Psychotic symptoms were rated as present or absent on the basis of the descriptions in the case studies. Also, subtypes of each symptom were tallied. Because a subject can demonstrate more than one type of symptom within a category, for example, paranoid and bizarre delusions, subtype tallies exceed the number of the actual number of subjects reporting the symptom. Positive findings and localization on EEG, CT/MRI, and PET/SPECT were calculated in a similar manner, with the total localization of abnormalities exceeding the total number of positive findings. Clinical outcome was based on rating case descriptions, based on a 3-point system—1: improved; 2: no improvement; or 3: decline in status. Family history of psychotic illness was only calculated if mentioned specifically in the case study. Thus, absence of reporting was not considered to be absence of family history. Psychiatric diagnosis was only included if stated in case study and was not inferred from the title of article. Negative symptoms were deemed absent if there was adequate description of the presentation and negative symptoms were not mentioned.
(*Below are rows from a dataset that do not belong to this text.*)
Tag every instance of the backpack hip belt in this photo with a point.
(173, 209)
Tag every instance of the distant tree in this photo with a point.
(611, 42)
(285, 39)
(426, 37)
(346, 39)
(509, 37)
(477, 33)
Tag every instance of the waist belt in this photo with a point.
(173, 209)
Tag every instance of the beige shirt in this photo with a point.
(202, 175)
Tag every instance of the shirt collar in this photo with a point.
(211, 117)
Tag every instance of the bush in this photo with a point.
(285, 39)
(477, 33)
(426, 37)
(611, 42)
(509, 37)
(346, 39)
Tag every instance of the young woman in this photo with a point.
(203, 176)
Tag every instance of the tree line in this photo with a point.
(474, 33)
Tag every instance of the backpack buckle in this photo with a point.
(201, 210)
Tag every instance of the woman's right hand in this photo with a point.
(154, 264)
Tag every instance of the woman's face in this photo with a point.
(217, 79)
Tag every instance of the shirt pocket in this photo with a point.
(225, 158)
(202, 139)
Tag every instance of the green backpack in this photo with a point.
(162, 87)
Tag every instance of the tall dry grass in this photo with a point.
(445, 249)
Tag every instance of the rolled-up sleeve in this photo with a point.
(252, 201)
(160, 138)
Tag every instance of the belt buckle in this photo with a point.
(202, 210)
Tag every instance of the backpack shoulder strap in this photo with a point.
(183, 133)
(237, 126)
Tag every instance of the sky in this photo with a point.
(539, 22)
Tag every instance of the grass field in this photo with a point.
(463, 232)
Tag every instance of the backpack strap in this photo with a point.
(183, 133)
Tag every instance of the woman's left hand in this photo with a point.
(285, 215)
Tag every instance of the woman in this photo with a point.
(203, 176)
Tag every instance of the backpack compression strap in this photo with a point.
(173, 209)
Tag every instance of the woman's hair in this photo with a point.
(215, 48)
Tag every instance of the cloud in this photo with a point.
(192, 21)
In many case studies, there were missing data due to differences in case description. All data-points for each variable were included in individual analyses despite missing data for a case; thus sample sizes for specific characteristics of PD-TBI are highly variable and often less than the total sample size of 64. Statistical analyses were primarily chi-square tests, as most data were categorical. Chi-square calculations were based on chance differences unless base rates were known or appropriate. T-tests were also conducted when appropriate. As in the original study, because of its exploratory nature, small sample sizes, and the relatively lower power of nonparametric (versus parametric) statistics to detect significant differences between groups, a less conservative significance level was set at 0.05.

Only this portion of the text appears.